Careful Consideration Planned
“Official and unofficial
China has thought long and hard about their preferred policy path and
have the agency to make their own decisions about how to proceed.
“Most people at the beginning
believed this was a simple trade dispute between China and the United
States, “ Christopher Balding said.
Fundamental Values
“The conflict between
China and the United States is a fundamental conflict between the values
of open liberal democracy with human rights, and free markets at its core
versus the closed authoritarian state-centric governance system of China.”
China & The World
“This is not a conflict
about specific policies,” Balding notes, “but rather about
an entire system of human governance.
“We are afforded a couple
of principles moving forward about how to frame this conflict.
“First, openness and engagement
is relatively pointless with the objective to change Chinese government
policy.
“Openness is good and
useful policy across many policy domains and it still should be pursued
pretty generally, but we must realize it has little to no impact on changing
Chinese government policy in a range of areas that would fit U.S. government
satisfactory policy sets or ranges.”
For Example
“If openness and engagement
with China actually changed Chinese government policy in the general direction
of the U.S. or developed country democracy acceptable sets, the past 20
years would have yielded vastly different outcomes than where we currently
stand.”
“If anything, the generalized
policy of openness and engagement towards China has been shown to produce
the opposite of its claimed outcome.”
“A common argument is
that better communication or negotiation strategies will give the U.S.
influence.
“However, the CCP will
never negotiate its authoritarian stranglehold on China willingly,”
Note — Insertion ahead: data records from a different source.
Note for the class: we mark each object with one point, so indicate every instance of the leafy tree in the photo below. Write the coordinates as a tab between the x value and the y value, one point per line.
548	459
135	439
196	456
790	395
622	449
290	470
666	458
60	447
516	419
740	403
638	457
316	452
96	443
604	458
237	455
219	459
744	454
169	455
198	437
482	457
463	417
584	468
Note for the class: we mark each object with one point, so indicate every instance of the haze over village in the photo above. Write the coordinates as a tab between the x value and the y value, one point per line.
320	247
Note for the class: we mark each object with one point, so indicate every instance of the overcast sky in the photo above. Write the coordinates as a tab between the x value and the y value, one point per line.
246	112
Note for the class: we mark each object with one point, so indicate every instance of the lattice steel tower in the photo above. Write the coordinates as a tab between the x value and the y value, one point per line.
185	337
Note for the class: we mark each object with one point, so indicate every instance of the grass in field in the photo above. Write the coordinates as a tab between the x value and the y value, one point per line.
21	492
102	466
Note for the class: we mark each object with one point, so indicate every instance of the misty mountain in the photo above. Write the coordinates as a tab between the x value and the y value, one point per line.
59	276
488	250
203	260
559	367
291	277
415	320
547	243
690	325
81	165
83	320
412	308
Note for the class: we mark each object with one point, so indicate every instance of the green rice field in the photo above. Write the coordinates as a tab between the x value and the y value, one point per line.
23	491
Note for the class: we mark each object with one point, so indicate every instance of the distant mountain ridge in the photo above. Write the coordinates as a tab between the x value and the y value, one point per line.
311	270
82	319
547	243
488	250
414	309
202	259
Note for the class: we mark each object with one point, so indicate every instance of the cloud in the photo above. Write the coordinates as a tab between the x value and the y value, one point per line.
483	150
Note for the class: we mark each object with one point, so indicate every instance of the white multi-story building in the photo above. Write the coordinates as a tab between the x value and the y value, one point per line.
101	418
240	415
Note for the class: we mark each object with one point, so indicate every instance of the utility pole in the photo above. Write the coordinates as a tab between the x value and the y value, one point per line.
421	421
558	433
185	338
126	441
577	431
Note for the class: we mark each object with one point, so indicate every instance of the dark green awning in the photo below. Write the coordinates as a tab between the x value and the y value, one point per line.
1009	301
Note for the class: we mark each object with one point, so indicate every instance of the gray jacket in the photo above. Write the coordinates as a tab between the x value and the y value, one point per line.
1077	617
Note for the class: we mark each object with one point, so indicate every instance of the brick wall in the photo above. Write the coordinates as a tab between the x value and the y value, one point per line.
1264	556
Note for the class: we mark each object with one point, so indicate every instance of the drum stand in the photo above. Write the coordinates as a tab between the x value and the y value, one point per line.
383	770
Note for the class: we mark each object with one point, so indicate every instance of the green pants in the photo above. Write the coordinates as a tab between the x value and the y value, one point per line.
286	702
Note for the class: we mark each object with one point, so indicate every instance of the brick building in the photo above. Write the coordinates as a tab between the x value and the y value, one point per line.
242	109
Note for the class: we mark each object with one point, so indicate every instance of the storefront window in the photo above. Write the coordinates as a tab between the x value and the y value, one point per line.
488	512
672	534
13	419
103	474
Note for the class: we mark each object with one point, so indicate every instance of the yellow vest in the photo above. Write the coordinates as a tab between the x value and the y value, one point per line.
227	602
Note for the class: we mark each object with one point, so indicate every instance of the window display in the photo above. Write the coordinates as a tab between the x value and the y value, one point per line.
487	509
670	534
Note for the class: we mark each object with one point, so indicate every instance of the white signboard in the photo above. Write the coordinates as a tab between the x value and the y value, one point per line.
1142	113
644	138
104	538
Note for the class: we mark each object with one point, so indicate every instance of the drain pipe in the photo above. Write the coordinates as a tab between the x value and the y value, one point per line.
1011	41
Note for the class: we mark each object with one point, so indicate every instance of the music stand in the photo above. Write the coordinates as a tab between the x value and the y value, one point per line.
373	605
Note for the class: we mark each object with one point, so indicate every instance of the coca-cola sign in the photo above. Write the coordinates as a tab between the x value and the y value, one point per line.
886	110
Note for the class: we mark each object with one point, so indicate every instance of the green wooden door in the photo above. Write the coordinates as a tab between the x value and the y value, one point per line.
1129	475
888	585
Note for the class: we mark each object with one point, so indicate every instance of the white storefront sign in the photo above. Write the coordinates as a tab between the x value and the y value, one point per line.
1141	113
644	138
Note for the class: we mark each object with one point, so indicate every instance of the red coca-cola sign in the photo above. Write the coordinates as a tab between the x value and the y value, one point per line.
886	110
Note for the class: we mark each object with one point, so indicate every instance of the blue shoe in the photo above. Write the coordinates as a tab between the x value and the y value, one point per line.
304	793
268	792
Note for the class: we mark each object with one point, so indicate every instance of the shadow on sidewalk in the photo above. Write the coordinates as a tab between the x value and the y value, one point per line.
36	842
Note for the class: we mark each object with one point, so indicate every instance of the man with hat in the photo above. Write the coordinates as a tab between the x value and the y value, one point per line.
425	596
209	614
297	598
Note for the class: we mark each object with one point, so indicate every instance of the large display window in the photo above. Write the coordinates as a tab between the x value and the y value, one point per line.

Professor Balding declared.
Cold War 2.0
“We are entering Cold
War 2.0.” Professor Balding claims the new landscape will require
United States competing and challenging China across virtually every policy
domain about how best to project liberal open democratic, human rights,
free market vision on to the world.
“Whether this is new international
institutional arrangements or competing telecommunications standards or
development funding for lesser developed countries, the United States
must be prepared to challenge and compete with China across every policy
domain.
“The United States has
been waking up to these challenges and is moving to address them but an
enormous amount of work remains ahead,” Christopher Balding declared.
Choosing Up Sides
“We can already see evolving
soft alliances with China surrounding itself with DPRK, Iran, Syria, and
other authoritarian states and building up other authoritarian states
as well.
“This framework provides
a few clear implications for the USA and others, on how to approach the
China challenge.
“Just as China has built
its own salad bowl of bilateral and multilateral institutions, the United
States must challenge and compete with China, whether in Asia or Latin
America to work with countries that aspire to the same values.
Challenging Situation
“The USA must ‘challenge’
countries that align themselves with China, just as it took issue with
allies funding the Soviet Union in the Cold War.
Across The Great Divide
“We have crossed the Rubicon
and China has laid bare their intentions.
“We cannot return to the
days of blissful ignorance when the learned could feign ignorance on the
goals, objectives, and intentions of China.
“That’s the reality.
“This is the conflict,”
Professor Christopher Balding declared.